The “fully preserved” language was designed to neutralize the most effective attack against the executive order. Critics would inevitably argue that eliminating the Department of Education meant eliminating financial aid for college students, funding for low-income schools, and support for disabled children. By addressing all three programs specifically and committing to their full preservation, Trump preempted the argument. The department was being eliminated; its most important functions were not.

”Shut It Down as Quickly as Possible”

Beyond the preserved functions, Trump’s directive was unambiguous.

“Beyond these core necessities, my administration will take all lawful steps to shut down the department,” he said. “We’re going to shut it down and shut it down as quickly as possible. It’s doing us no good.”

He reiterated the state-level enthusiasm: “We want to return our students to the states where just some of the governors here are so happy about this. They want education to come back to them, to come back to the states, and they’re going to do a phenomenal job.”

The “doing us no good” assessment was blunt but supported by the data Karoline Leavitt had cited earlier: $3 trillion spent since the 1970s with only 28% of 8th graders proficient in math and 30% in reading. The department had not achieved its stated purpose of improving American education. By the most basic measure of institutional success — did the institution accomplish what it was created to do? — the Department of Education had failed.

”Teachers Are Among the Most Important People”

Trump closed with a personal statement that reframed the entire initiative.

“I want to just make one little personal statement,” he said. “Teachers, to me, are among the most important people in this country. And we’re going to take care of our teachers.”

He made the statement explicitly non-partisan: “And I don’t care if they’re in the union or not in the union. That doesn’t matter. But we’re going to take care of our teachers.”

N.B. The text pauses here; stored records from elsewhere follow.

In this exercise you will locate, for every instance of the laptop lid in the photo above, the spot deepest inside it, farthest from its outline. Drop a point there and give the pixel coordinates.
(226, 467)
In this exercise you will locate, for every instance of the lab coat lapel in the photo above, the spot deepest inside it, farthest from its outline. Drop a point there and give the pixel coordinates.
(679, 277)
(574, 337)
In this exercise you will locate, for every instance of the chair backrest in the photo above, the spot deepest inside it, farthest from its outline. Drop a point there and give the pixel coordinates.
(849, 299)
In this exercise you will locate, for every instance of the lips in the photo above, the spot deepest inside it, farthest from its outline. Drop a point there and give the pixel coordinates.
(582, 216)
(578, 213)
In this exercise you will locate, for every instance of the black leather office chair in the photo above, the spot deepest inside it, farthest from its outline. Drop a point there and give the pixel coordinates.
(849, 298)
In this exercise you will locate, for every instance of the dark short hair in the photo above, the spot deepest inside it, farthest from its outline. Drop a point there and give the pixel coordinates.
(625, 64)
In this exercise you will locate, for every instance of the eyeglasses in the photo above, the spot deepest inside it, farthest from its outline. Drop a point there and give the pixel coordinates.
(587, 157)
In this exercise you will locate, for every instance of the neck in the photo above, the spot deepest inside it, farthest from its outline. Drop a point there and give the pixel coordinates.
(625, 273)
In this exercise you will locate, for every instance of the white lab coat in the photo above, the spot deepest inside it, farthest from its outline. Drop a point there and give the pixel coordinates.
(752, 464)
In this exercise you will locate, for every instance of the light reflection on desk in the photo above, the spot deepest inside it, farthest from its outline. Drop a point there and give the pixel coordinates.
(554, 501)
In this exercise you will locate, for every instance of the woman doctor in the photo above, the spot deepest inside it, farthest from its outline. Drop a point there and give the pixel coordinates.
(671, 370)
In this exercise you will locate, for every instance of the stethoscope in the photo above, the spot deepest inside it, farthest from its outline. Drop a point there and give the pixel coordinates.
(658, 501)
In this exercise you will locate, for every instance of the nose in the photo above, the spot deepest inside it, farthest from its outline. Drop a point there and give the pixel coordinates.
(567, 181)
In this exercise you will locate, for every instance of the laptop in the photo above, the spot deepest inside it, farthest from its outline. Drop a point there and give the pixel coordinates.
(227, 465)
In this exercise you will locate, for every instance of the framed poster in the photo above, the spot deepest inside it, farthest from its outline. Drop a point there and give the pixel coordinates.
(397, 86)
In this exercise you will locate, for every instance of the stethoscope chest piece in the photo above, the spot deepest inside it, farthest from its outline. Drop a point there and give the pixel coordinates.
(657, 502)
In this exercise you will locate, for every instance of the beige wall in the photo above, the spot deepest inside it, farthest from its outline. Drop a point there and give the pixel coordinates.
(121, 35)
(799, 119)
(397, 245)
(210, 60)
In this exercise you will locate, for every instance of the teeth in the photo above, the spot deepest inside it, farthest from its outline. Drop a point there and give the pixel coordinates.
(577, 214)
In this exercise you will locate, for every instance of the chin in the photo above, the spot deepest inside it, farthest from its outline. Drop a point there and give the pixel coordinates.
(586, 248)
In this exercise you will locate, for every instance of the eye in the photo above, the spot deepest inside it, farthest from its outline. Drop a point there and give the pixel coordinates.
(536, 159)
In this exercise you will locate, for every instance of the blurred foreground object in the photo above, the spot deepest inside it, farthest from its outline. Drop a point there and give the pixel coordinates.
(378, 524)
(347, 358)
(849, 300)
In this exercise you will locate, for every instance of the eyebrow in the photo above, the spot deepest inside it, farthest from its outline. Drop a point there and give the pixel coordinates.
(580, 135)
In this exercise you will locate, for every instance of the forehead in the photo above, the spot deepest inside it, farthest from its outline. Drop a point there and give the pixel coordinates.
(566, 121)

Trump then outlined how state control could benefit teachers directly: “I believe the states will take actually better care of them than they are taking care of right now. They’ll work all sorts of systems and even merit systems. Those great teachers are going to be maybe a little bit better rewarded, or maybe that’s the way it should be. But the states are going to make that decision.”

The mention of “merit systems” was significant. Under the current system, teacher compensation was largely determined by seniority and credentials rather than effectiveness. By returning education to the states, some states would inevitably experiment with merit-based compensation — rewarding teachers who produced measurable improvements in student outcomes rather than simply those who had served the longest.

Trump wrapped the personal statement into the broader vision: “But we’re going to love and cherish our teachers along with our children, and they’re going to work with the parents, and they’re going to work with everybody else. And it’s going to be an amazing thing to watch, and it’s really going to be something special.”

The teacher statement served a dual purpose. It expressed genuine regard for educators, and it inoculated the administration against the inevitable charge that eliminating the Department of Education was anti-teacher. Trump was arguing the opposite: the department had failed teachers just as it had failed students, and returning education to the states would create opportunities for great teachers to be recognized and rewarded in ways that the federal bureaucracy never had.

Key Takeaways

  • Trump signed an executive order to begin eliminating the Department of Education, calling it “a very historic action that was 45 years in the making.”
  • Pell grants, Title I funding, and resources for children with disabilities will be “fully preserved” and redistributed to other agencies.
  • Trump said state governors “want it so badly” and predicted costs would be cut in half while education quality improved “many, many times.”
  • He made a personal statement: “Teachers are among the most important people in this country — we’re going to take care of our teachers” regardless of union status.
  • States would implement “merit systems” where “great teachers are going to be maybe a little bit better rewarded.”